I am sitting next to an extraordinary man. A tan briefcase and 70s hair, you know how they used to cut men's curly hair short so it looked like it was permed. It is possible the briefcase is actually from the 1970s. It is one of those briefcases that is like a small suitcase and it is not a fashionable colour. I like it a lot.
The inside of the briefcase is impeccably neat. A glasses case, an office form of some sort, a lined writing pad, pens, a faded ironed handkerchief and a newspaper. Everything has its own corner. It has far more corners than is possible. I do not really understand how everything is not falling into one corner as it would be if the briefcase was mine.
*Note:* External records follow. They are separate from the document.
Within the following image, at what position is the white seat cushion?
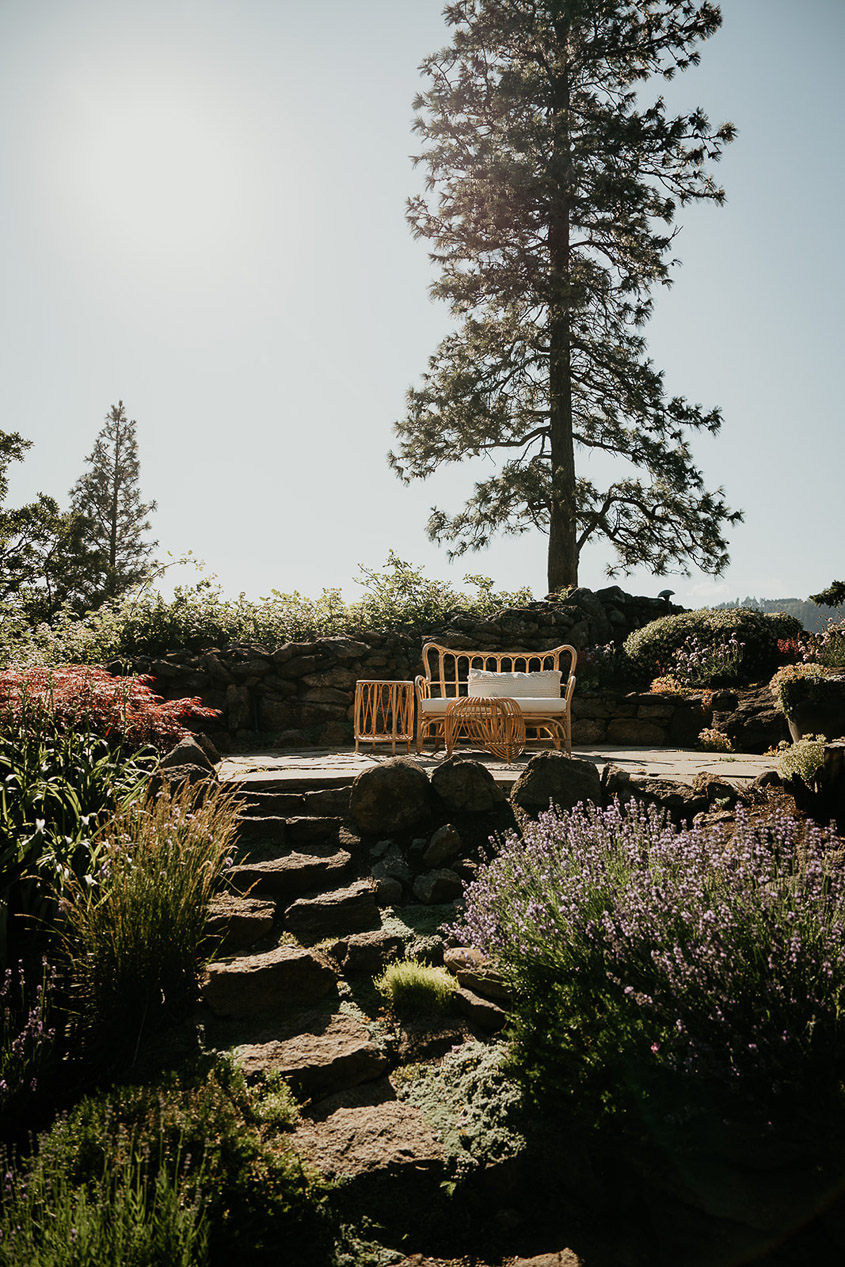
[419,693,566,717]
[466,669,561,699]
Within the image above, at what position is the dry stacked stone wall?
[127,585,785,751]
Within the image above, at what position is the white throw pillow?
[466,669,561,699]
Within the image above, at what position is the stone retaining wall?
[127,585,788,751]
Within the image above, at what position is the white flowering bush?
[455,802,845,1145]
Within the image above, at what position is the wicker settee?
[414,642,578,754]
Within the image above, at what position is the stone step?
[285,816,343,845]
[229,846,351,902]
[238,815,288,845]
[233,1011,389,1100]
[284,879,380,943]
[293,1078,446,1235]
[201,945,337,1017]
[241,792,305,818]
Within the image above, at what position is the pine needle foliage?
[71,400,157,608]
[389,0,741,592]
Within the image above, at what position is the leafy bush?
[0,551,531,668]
[372,959,455,1016]
[456,802,845,1140]
[62,783,238,1044]
[0,1062,326,1267]
[769,664,836,717]
[0,664,219,751]
[625,608,801,685]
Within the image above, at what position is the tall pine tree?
[71,400,158,607]
[389,0,741,590]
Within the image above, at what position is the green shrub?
[62,783,237,1045]
[0,551,531,668]
[372,959,456,1016]
[456,802,845,1148]
[625,607,801,685]
[0,1060,327,1267]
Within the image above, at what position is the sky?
[0,0,845,607]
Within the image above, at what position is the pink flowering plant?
[454,802,845,1138]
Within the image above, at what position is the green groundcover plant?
[0,1060,328,1267]
[456,802,845,1142]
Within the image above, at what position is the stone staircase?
[203,773,516,1234]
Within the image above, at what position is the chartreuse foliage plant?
[372,959,456,1016]
[62,783,238,1045]
[0,1060,328,1267]
[457,802,845,1143]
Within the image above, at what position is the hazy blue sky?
[0,0,845,606]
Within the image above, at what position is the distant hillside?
[713,597,840,634]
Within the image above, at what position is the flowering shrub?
[0,960,56,1125]
[625,607,802,685]
[769,664,829,717]
[673,634,745,687]
[0,664,219,751]
[454,802,845,1145]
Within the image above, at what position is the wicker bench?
[414,642,578,755]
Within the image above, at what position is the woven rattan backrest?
[422,642,578,699]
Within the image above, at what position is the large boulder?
[350,756,433,835]
[511,753,602,815]
[431,756,504,813]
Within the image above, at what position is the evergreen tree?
[71,400,158,607]
[0,431,96,622]
[389,0,741,590]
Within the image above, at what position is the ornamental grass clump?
[455,802,845,1138]
[62,783,238,1041]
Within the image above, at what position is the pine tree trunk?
[549,29,578,594]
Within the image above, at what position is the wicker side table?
[443,696,526,761]
[355,679,414,754]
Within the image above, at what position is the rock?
[229,849,351,902]
[693,770,740,810]
[422,822,462,867]
[157,765,215,788]
[193,730,220,765]
[206,893,276,952]
[511,753,602,815]
[329,929,403,977]
[511,1249,585,1267]
[414,868,464,906]
[350,756,432,835]
[455,988,508,1034]
[375,875,405,906]
[372,844,413,884]
[234,1012,388,1098]
[431,756,505,813]
[284,879,379,941]
[201,946,337,1017]
[293,1078,443,1185]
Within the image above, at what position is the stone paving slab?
[219,744,775,789]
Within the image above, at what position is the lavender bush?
[456,802,845,1129]
[671,634,745,687]
[0,960,56,1126]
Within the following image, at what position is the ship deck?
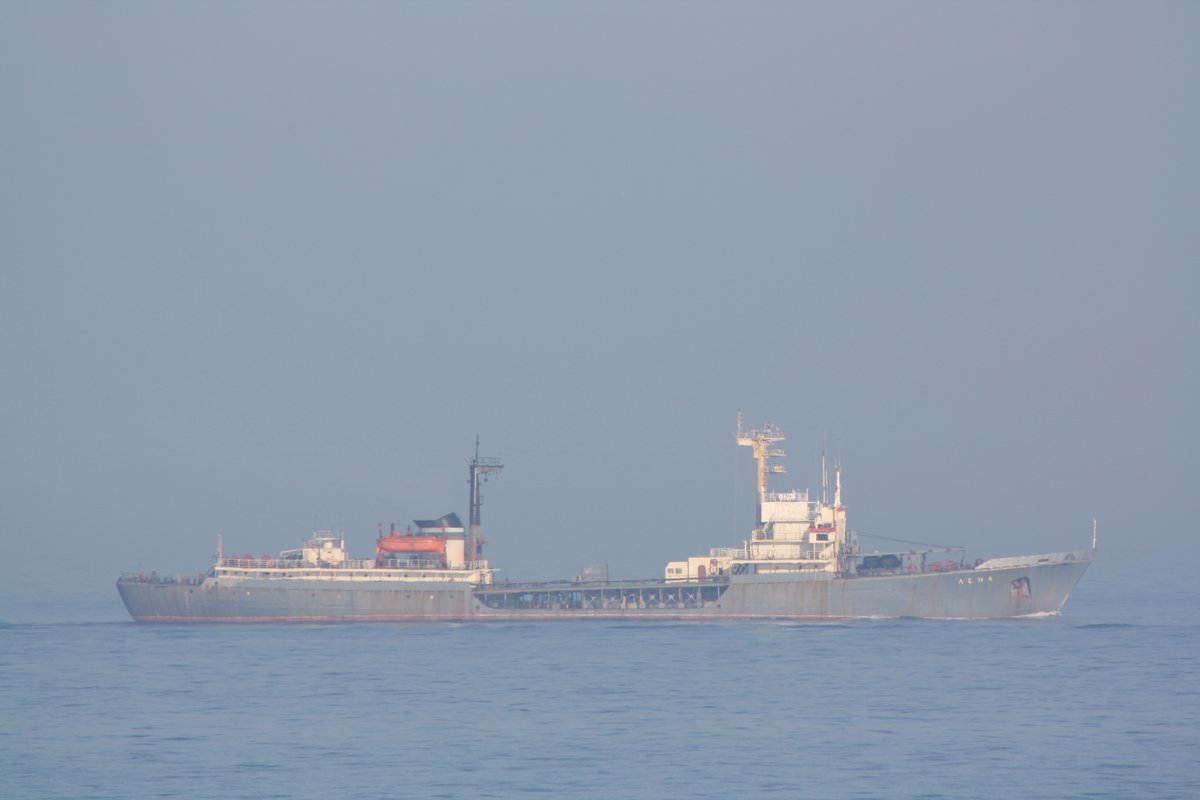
[474,578,730,612]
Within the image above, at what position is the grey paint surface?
[0,2,1200,619]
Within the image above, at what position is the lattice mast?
[467,434,504,561]
[738,411,787,528]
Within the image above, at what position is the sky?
[0,0,1200,619]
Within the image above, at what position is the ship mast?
[467,433,504,561]
[738,411,787,528]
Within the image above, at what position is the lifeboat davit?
[376,535,446,555]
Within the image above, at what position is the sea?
[0,556,1200,800]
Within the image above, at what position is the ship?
[116,422,1096,622]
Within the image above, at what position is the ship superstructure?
[118,422,1094,622]
[666,414,858,581]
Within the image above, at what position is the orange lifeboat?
[376,534,446,555]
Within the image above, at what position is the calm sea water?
[0,561,1200,800]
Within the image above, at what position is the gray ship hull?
[116,553,1091,622]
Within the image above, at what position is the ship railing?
[121,572,205,587]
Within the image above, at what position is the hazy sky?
[0,0,1200,618]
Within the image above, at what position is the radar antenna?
[738,411,787,528]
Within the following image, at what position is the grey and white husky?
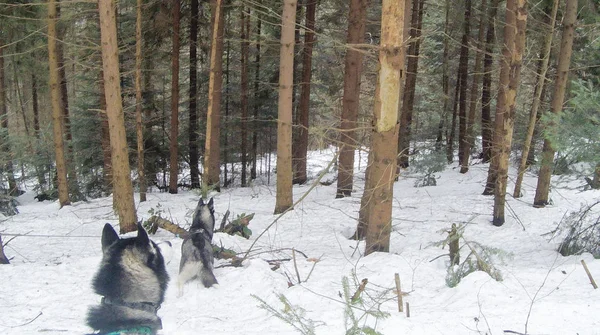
[87,223,169,335]
[177,198,217,296]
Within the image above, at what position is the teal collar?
[104,326,154,335]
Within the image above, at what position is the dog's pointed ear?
[135,223,150,247]
[102,223,119,251]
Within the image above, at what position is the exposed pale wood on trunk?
[274,0,297,214]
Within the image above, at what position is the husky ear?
[135,223,150,247]
[102,223,119,251]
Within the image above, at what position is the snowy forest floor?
[0,150,600,335]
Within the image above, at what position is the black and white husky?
[87,224,169,335]
[177,198,217,296]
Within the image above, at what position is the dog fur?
[87,223,169,335]
[177,198,218,296]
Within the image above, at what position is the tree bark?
[365,0,405,255]
[48,0,71,208]
[188,0,200,189]
[274,0,297,214]
[481,0,499,165]
[135,0,147,202]
[240,6,250,187]
[513,0,560,198]
[250,17,262,180]
[335,0,367,198]
[533,0,577,208]
[490,0,527,226]
[0,235,10,264]
[98,0,137,233]
[458,0,471,173]
[292,0,317,184]
[169,0,181,194]
[202,0,224,191]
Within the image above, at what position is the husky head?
[190,198,215,239]
[178,198,217,296]
[87,224,169,332]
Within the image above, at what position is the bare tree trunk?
[513,0,560,198]
[292,0,317,184]
[446,76,466,163]
[0,235,10,264]
[533,0,577,208]
[481,0,499,165]
[240,6,250,187]
[435,0,451,152]
[461,0,487,173]
[365,0,405,255]
[274,0,297,214]
[98,0,137,233]
[169,0,181,194]
[188,0,200,188]
[48,0,71,208]
[335,0,367,198]
[135,0,147,202]
[490,0,527,226]
[202,0,224,191]
[250,17,262,180]
[31,74,46,191]
[398,0,425,168]
[458,0,471,173]
[0,37,18,195]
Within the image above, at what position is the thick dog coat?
[87,223,169,335]
[178,198,217,295]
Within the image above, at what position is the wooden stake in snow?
[394,273,404,313]
[581,259,598,290]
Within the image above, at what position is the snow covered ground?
[0,150,600,335]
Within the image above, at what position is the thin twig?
[394,273,408,313]
[581,259,598,290]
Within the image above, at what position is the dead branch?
[581,259,598,290]
[350,278,369,303]
[147,215,190,238]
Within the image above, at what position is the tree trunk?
[169,0,181,194]
[458,0,471,173]
[240,6,250,187]
[533,0,577,208]
[188,0,200,189]
[398,0,425,168]
[446,76,466,164]
[490,0,527,226]
[335,0,367,198]
[202,0,224,191]
[0,235,10,264]
[135,0,147,202]
[0,37,18,196]
[481,0,499,165]
[98,0,137,233]
[435,0,452,152]
[292,0,317,184]
[274,0,297,214]
[250,17,262,180]
[365,0,405,255]
[31,74,46,191]
[513,0,560,198]
[48,0,71,208]
[99,68,113,194]
[56,0,83,200]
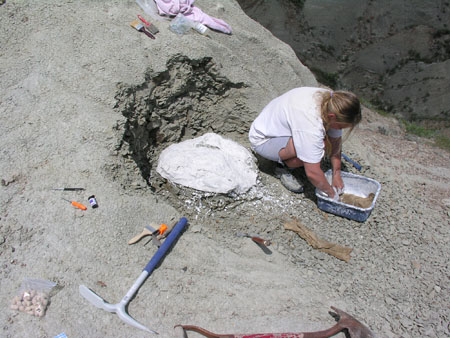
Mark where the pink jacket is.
[155,0,231,34]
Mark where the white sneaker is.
[275,166,304,194]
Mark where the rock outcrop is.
[239,0,450,121]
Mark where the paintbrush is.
[130,20,155,40]
[138,15,159,35]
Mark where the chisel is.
[63,198,87,210]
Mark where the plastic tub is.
[316,169,381,222]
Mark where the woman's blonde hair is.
[320,90,361,132]
[320,90,361,156]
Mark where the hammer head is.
[331,306,376,338]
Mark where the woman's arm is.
[303,162,334,198]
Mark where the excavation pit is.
[116,55,264,215]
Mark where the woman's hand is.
[331,171,344,195]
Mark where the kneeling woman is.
[249,87,361,199]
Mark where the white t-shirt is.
[249,87,342,163]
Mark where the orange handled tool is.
[61,197,87,210]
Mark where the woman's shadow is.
[253,153,346,202]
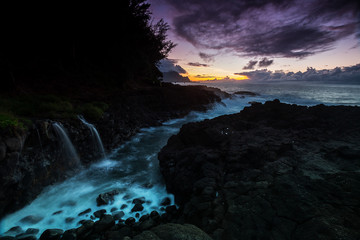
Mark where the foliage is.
[0,112,25,129]
[0,0,175,93]
[77,102,109,121]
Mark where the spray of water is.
[78,115,106,159]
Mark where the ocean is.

Things jumbling up together and falling out making it impossible to close so I would be sort of holding the two sides together as I tried to sit down.
I see the inside of the briefcase when the man opens it and takes out his newspaper and his glasses case and he closes it and closes the clasps, lays the newspaper out on top of the briefcase, opens his glasses case and puts on his glasses. I read a story over his shoulder that I missed when I read the paper this morning. I think it is Julia Gillard saying David Cunliffe should disappear for the sake of the Party. Pfouf.
I see it again when the man's station is announced and he puts his glasses in their case and shuts the case. He closes the newspaper and folds it on the exact creases that were there. He even joggles it into position after the first fold to ensure it will collapse into itself the right way before the second fold. He opens his briefcase and puts his newspaper and glasses case away in their corners and closes the briefcase.
I think maybe it sounds like I am making fun of the man and that worries me. I'm not making fun of him. He is extraordinary to me because 40 years ago the trains would have been filled with men just like him with routines just like his. Careful undigital routines that become graceful with repitition. This man looks too young to have cultivated his routines or his hairstyle back then or to have just not noticed computers. He's too young to be a relic. Perhaps it's empathy I feel. Me, an old school feminist in the woollen Nana coats and op shop frocks I've been wearing since I was a teenager. Me with my love of usurped schools of poetry. But there's something utterly alien about the man too, something absolute and ordered.
I watch him walk on to the platform in his fawn trousers and raincoat. It's grey and raining and he peers into the sky, stops and pulls out from his pocket a sunhat that can act as a rain hat, let's call it a generic hat, and puts it on, pulls the white string around his chin and tightens it with the toggle.